Warning about the Computer Fraud and Abuse Act

Employers use a federal fraud law to intimidate employees

Employers sometimes use the Computer Fraud and Abuse Act (“CFAA”) to intimidate employees into dropping their employment discrimination claims.

When the law was originally passed in 1984 as the Counterfeit Access Device and Computer Fraud and Abuse Act of 1984, it was intended to protect classified, financial and credit information on government and financial institution computers (“federal interest computers”). At that time, because it only prohibited unauthorized access or hacking, it did not protect against improper use by authorized users. However, the CFAA was substantially broadened by amendments in 1994, 1996 and in 2001 by the Patriot Act.

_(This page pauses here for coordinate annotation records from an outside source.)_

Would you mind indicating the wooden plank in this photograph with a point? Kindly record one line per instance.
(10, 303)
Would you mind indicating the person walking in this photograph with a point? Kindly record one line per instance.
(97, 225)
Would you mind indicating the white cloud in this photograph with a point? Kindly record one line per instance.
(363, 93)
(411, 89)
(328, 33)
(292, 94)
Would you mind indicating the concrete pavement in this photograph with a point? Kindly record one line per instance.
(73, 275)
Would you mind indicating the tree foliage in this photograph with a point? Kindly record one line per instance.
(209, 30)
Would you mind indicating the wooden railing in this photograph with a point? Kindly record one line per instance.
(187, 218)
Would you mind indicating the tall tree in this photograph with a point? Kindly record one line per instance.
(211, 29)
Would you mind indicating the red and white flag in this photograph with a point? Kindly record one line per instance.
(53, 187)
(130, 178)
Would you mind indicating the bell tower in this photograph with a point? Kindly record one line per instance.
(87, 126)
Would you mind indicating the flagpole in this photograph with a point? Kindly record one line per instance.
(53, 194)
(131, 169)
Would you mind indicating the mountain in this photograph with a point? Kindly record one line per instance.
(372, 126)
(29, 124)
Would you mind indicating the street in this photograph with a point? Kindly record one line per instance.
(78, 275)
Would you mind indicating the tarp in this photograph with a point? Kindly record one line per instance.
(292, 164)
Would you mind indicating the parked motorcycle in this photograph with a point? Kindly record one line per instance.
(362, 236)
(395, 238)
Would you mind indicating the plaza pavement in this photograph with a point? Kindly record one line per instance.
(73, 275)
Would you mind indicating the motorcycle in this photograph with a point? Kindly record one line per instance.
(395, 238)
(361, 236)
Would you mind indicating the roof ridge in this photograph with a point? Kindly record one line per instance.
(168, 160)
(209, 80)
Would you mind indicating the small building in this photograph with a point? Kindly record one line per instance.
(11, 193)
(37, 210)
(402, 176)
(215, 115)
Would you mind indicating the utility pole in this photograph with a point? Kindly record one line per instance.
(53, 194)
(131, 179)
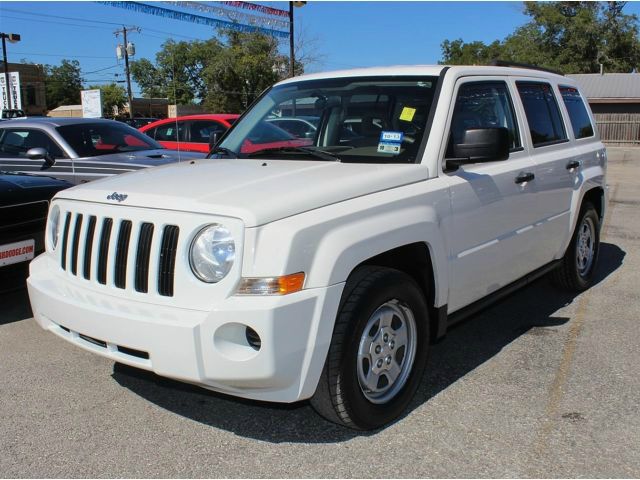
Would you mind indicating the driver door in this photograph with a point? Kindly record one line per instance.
(493, 209)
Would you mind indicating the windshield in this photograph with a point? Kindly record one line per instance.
(95, 139)
(358, 119)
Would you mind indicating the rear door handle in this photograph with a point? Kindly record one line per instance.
(573, 164)
(525, 177)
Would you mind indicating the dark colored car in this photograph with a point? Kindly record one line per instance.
(79, 149)
(24, 202)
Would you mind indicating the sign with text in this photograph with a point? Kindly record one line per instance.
(91, 103)
(14, 91)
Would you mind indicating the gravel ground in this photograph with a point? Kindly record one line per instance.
(544, 384)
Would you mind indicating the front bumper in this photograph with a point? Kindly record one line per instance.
(207, 348)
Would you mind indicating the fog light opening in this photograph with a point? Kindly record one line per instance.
(253, 338)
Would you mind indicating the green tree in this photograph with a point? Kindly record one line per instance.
(177, 73)
(223, 76)
(248, 64)
(573, 37)
(63, 84)
(114, 97)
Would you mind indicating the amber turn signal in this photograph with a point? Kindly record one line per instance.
(272, 285)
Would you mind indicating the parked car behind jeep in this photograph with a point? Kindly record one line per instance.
(24, 202)
(79, 149)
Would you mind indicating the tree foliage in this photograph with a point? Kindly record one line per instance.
(573, 37)
(63, 84)
(222, 76)
(114, 97)
(177, 73)
(247, 65)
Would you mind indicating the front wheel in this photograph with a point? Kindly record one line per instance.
(378, 351)
(577, 269)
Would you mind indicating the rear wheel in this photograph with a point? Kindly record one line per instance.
(378, 351)
(578, 264)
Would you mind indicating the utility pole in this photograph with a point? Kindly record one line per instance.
(126, 63)
(13, 38)
(292, 59)
(291, 52)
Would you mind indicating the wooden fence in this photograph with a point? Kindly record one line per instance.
(621, 129)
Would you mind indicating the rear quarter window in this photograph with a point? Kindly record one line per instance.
(543, 115)
(578, 114)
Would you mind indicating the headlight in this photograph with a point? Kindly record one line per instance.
(53, 227)
(212, 253)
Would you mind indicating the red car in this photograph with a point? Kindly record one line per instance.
(189, 133)
(192, 133)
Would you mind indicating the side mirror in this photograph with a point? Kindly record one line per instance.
(481, 145)
(213, 139)
(39, 153)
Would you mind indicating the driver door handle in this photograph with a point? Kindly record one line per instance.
(573, 164)
(525, 177)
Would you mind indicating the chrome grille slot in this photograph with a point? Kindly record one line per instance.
(139, 256)
(75, 244)
(89, 247)
(142, 258)
(65, 238)
(167, 262)
(103, 250)
(122, 253)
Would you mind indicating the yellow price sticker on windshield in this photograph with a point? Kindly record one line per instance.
(407, 114)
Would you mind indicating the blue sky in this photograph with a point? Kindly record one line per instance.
(346, 34)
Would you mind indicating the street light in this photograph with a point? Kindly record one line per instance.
(13, 38)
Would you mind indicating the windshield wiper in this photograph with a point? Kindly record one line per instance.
(322, 154)
(224, 151)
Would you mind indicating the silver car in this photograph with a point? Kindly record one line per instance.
(79, 149)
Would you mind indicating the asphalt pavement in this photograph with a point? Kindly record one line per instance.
(543, 384)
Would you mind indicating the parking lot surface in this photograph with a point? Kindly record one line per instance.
(543, 384)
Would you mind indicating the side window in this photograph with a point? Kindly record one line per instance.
(483, 105)
(169, 132)
(543, 114)
(16, 142)
(202, 129)
(151, 133)
(578, 114)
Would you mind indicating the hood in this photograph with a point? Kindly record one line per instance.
(256, 191)
(158, 156)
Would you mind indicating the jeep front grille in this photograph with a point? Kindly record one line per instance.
(131, 249)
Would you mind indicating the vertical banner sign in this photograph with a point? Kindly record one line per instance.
(91, 103)
(14, 91)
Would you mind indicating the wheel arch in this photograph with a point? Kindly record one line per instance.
(413, 259)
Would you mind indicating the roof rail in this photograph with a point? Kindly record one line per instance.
(506, 63)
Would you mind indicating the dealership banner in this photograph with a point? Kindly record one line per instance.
(14, 91)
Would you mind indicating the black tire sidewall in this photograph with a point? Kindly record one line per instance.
(395, 285)
(585, 281)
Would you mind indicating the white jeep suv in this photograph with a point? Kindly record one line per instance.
(322, 268)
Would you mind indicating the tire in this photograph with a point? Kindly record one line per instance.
(576, 271)
(378, 351)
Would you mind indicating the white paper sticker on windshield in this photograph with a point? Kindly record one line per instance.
(391, 137)
(393, 148)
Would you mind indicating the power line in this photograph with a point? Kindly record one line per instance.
(58, 55)
(58, 16)
(101, 69)
(58, 23)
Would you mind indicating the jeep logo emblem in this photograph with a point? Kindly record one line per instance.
(120, 197)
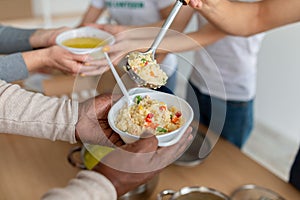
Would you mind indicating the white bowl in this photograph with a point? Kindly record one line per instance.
(84, 32)
(171, 100)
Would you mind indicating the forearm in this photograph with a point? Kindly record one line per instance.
(32, 114)
(88, 185)
(14, 39)
(35, 59)
(248, 18)
(13, 68)
(91, 15)
(191, 41)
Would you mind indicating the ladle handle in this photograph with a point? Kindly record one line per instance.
(166, 25)
(185, 2)
(117, 77)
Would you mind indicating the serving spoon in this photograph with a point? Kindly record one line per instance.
(118, 79)
(124, 61)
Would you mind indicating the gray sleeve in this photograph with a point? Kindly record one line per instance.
(88, 185)
(14, 39)
(33, 114)
(13, 68)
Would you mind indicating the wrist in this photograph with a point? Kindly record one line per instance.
(35, 59)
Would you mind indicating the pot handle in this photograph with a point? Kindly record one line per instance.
(165, 193)
(72, 160)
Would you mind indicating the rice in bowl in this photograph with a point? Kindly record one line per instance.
(148, 114)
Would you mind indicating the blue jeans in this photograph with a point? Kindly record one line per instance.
(295, 172)
(238, 119)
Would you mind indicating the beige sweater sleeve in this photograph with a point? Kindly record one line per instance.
(32, 114)
(35, 115)
(88, 185)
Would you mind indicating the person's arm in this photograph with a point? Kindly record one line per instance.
(91, 15)
(14, 39)
(32, 114)
(248, 18)
(88, 185)
(173, 42)
(118, 172)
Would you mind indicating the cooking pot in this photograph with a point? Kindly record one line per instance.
(193, 193)
(87, 160)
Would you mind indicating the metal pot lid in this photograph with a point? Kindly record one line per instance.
(254, 192)
(194, 193)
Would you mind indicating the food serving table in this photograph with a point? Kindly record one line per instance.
(29, 167)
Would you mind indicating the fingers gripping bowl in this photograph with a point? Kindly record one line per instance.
(167, 115)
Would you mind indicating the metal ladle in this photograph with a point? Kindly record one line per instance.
(124, 61)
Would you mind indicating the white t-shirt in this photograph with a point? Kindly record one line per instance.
(139, 12)
(231, 60)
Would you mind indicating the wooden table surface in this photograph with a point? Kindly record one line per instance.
(29, 167)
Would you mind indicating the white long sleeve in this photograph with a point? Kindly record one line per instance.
(32, 114)
(88, 185)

Now, employers can, and commonly do, use the CFAA to threaten to bring or to bring the following types of claims against an employee under the Act:

  1. The employee “intentionally” accessed a computer “without authorization” or “exceeded authorized access” and obtained information from any “protected computer” and the conduct involved an interstate or foreign communication.
  2. The employee “knowingly and with intent to defraud” accessed a “protected computer” “without authorization” and thus has furthered the intended fraudulent conduct and obtained “anything of value.”
  3. The employee “knowingly” caused transmission of a program, information, code or command and, as a result, “intentionally” caused damage “without authorization” to a “protected computer,” or “intentionally” accessed a “protected computer” “without authorization,” and caused damage and “loss” aggregating at an amount stated in the law.

Do not exceed your authority in using your employer’s computer system

In order to avoid threats of litigation under CFAA, be careful not to: (1) access your employer’s computer system if you are no longer employed; or (2) exceed your authorization in accessing your employer’s computer system if you are currently employed.

The same caution applies with respect to the removal of confidential and/or proprietary trade secret information.